Managing risks and volatility
Investing in the share market carries with it a level of inherent risk and volatility. Managing this risk is an integral part of an investment strategy. In this article, we will help you to understand some ways to mitigate common risks and respond to market events.
Diversification is one of the most common forms of risk management. By varying your portfolio across different asset classes and investments, you can help limit the impact of negative events that may affect an individual asset class or investment type.
For example, instead of investing solely into the share market you may spread parts of your investment across other asset classes, such as property and bonds. This may minimise the impact a dip in the share market may have upon your entire portfolio.
Whilst you can diversify across different asset classes you are also able to diversify across different sectors within the same asset class. For example, on the Australian Securities Exchange there are 11 different sectors. These 11 sectors are based upon the GICS (Global Industry Classification Standard) and are listed below:
- Consumer Discretionary
- Consumer Staples
- Information Technology
- Telecommunication Services
- Real Estate
Below is a list of factors to consider when seeking to successfully diversify your portfolio
- Avoid single asset or single asset class/sector risk
- Implement asset allocation targets into your investment strategy
- Regularly monitor your investments to ensure they are in line with your target asset allocation
- Create a habit of regularly revisiting your target asset allocationto confirm whether it continues to suit your financial objectives and risk tolerance.
Alerts are a useful tool that will notify you when a specific event occurs.

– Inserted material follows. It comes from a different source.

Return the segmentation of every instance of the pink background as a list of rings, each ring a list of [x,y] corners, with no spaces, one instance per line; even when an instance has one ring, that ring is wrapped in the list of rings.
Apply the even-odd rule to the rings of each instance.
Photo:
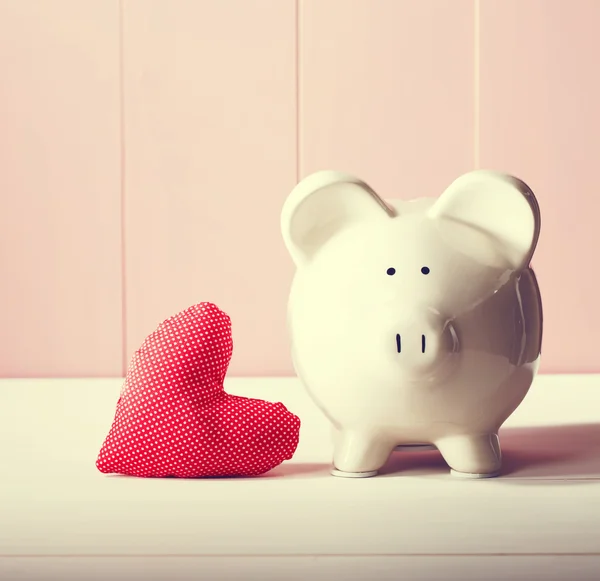
[[[119,376],[216,302],[231,375],[292,373],[281,205],[476,167],[543,216],[543,372],[600,371],[597,0],[0,0],[0,376]]]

Brokers can usually help you in setting up alerts for the following things:
- Ex-dividend alerts: receive an alert once a stock’s ex-dividend date is near
- Price alerts: once a stock price reaches a certain price you will be alerted
- Volume alerts: when the trading volume reaches a certain point
- Announcement alerts: when companies release market related announcements
A stop-loss order is a sell order that is dependent upon shares reaching a certain price. This price point is known as the trigger price. Once the trigger price is surpassed then the sell order, which may be an ‘at limit’ or ‘at market’ order, is placed on the market.
Investor should consider that in the event of a market crash or rapid decline in share prices stop-loss orders do not guarantee a trade execution. Your trade may be partially executed or fail to execute during these circumstances.